Currently, the country's farmers produce 21 percent of the national rice requirement, leaving a gap of 79 percent.
Local rice by the Ghanaian farmers is poorly patronized and it has been identified that Ghanaians have developed taste for the imported rice from China, United States of America, Thailand, Vietman, Philippines, among others, putting money in the pockets of the farmers from these nations.
In the 2010 Budget, government announced that it would restore a 20 percent levy and duty, which were removed on the imported rice and other poultry products in May 2008, ostensibly to cushion Ghanaians against the impact of the global food crisis.
The removal of the levies opened the flood-gates for the dumping of foreign food items in the country, which made domestic production largely uncompetitive.
The levies would be re-imposed from January 2010 as part of a larger framework by government to modernize the agricultural sector.

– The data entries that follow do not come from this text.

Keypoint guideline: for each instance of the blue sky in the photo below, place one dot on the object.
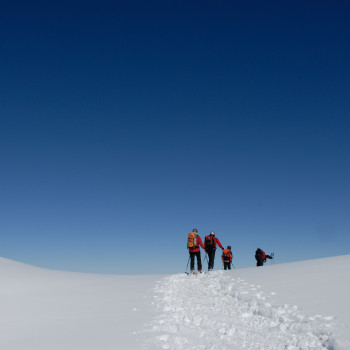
(125, 126)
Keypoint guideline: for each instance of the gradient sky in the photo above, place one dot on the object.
(124, 125)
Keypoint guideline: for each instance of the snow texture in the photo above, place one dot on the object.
(297, 306)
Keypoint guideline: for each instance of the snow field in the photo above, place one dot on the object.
(217, 311)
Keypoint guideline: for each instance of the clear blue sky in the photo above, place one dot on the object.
(124, 125)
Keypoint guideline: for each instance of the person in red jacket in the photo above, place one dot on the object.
(210, 243)
(193, 244)
(261, 257)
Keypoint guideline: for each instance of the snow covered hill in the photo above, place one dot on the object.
(295, 306)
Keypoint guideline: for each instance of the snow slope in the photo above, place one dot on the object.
(301, 305)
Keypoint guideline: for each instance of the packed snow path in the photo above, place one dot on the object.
(217, 311)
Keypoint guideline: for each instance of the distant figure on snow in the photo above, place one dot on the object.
(227, 258)
(210, 243)
(261, 257)
(194, 243)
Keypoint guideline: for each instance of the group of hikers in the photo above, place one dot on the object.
(194, 243)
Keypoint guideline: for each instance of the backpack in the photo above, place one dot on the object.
(226, 256)
(209, 242)
(192, 241)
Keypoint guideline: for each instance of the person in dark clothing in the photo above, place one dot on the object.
(193, 244)
(210, 243)
(227, 258)
(261, 257)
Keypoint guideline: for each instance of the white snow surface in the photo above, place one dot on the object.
(295, 306)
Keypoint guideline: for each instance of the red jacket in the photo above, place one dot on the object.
(216, 242)
(200, 243)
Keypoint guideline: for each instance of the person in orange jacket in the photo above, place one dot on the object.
(210, 243)
(227, 258)
(193, 245)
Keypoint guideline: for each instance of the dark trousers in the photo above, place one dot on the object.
(227, 265)
(211, 258)
(199, 261)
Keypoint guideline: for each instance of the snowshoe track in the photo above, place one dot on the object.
(215, 311)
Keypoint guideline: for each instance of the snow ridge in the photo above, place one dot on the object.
(217, 311)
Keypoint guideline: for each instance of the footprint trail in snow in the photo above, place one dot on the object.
(217, 312)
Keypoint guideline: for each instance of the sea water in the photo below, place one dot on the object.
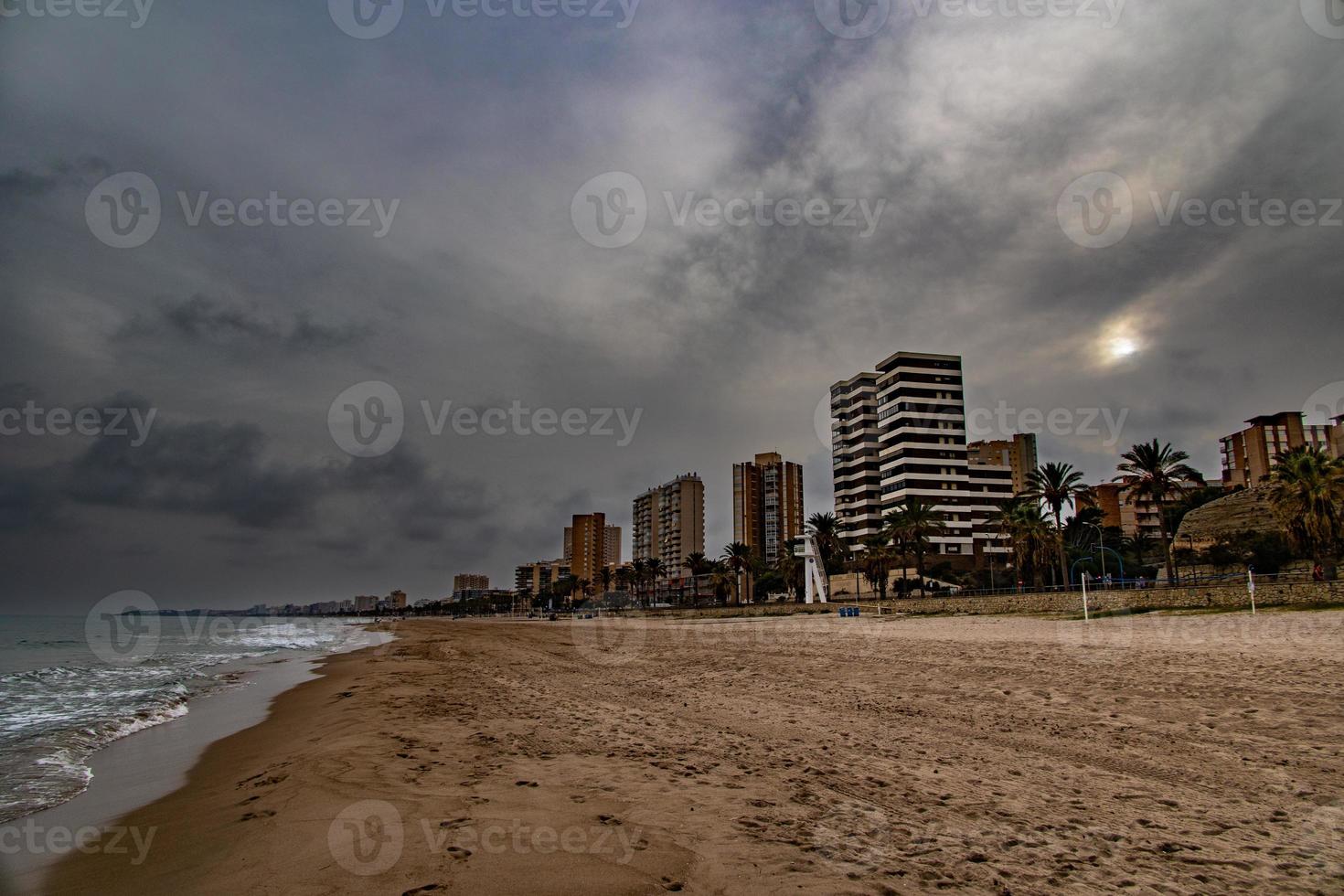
(63, 695)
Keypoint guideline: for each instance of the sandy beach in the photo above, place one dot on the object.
(812, 755)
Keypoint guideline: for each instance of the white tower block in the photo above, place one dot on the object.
(814, 575)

Speaking at three-day International Fund for Agricultural Development (IFAD) workshop in Accra, Mr Ahwoi told the participants that Ghana is determined to transform the current agricultural structure, which has existed over the last five decade to a vibrant sector to improve rural incomes.

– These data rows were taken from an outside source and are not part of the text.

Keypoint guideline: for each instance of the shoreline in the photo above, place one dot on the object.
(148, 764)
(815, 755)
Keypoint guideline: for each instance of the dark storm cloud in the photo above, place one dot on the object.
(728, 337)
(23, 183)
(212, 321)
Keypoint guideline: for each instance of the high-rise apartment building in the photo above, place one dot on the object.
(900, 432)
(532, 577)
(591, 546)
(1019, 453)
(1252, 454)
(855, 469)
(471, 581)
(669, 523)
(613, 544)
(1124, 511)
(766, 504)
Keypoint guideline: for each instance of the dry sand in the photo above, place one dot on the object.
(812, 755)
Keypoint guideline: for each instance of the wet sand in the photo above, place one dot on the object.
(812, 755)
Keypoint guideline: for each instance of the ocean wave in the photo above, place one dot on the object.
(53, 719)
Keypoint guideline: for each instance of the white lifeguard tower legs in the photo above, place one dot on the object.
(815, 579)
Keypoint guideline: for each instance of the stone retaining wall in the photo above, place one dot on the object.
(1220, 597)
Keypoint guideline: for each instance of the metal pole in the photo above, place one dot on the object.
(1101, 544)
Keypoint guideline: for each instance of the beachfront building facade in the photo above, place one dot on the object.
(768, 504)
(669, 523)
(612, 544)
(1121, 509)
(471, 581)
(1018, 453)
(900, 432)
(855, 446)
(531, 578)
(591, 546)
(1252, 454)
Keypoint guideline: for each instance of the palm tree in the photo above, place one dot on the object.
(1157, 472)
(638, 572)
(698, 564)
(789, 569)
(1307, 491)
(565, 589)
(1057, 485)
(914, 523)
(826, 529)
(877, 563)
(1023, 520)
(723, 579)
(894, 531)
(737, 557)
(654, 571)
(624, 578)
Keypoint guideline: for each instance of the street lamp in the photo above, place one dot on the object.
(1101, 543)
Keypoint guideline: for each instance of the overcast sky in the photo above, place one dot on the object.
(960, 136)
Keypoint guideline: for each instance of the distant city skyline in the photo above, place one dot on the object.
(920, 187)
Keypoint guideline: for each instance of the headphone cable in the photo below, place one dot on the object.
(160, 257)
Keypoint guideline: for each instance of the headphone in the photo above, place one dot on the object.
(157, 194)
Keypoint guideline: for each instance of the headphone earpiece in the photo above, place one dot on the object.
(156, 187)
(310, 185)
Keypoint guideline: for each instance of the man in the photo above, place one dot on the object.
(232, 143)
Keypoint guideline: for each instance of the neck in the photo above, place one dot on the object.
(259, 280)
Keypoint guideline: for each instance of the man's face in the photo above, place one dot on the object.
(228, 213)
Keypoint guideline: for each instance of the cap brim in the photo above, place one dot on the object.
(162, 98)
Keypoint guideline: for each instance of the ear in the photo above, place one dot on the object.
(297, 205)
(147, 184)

The participants, including project managers and operatives from Central and West African attended the 4th regional project implementation workshop and are expected to discuss the ills of projects implementation in the agricultural sector.
Mr Ahwoi hinted that project managers who are currently implementing projects were being monitored, adding, “I will not hesitate to remove them if there are signs of delays.”
Mohammed Beavogui, Director of Western and Central African Division of IFAD, noted that the overall economic performance of the region had improved despite the challenges.
Agricultural growth, he pointed out, has averaged more than 4 percent, making the region one of the highest in the world though from a low base.
“African has taken big steps towards regional integration in recent years with the potential to widen market opportunities to boost economic development and good governance,” he added.
IFAD has committed over $1.3billion to over 50 rural development projects and programmes in West and Central Africa, supporting small-scale farmers with emphasis on youth and women.
Since 1989, IFAD has supported 16 programmes and projects in Ghana with a total amount of $185 million, making it the second largest user of IFAD resources in the region.
Through its operation, IFAD supports the development of the key objectives in Ghana's Growth and Poverty Reduction Strategy (GPRII).
Mr Beavogui said, “It has one of the best IFAD performing portfolios globally.
The organisation, he announced, has decided to take over the direct supervision of its projects, stressing that his outfit would establish its presence in some of the countries and an office in Ghana, which would start operations in 2010.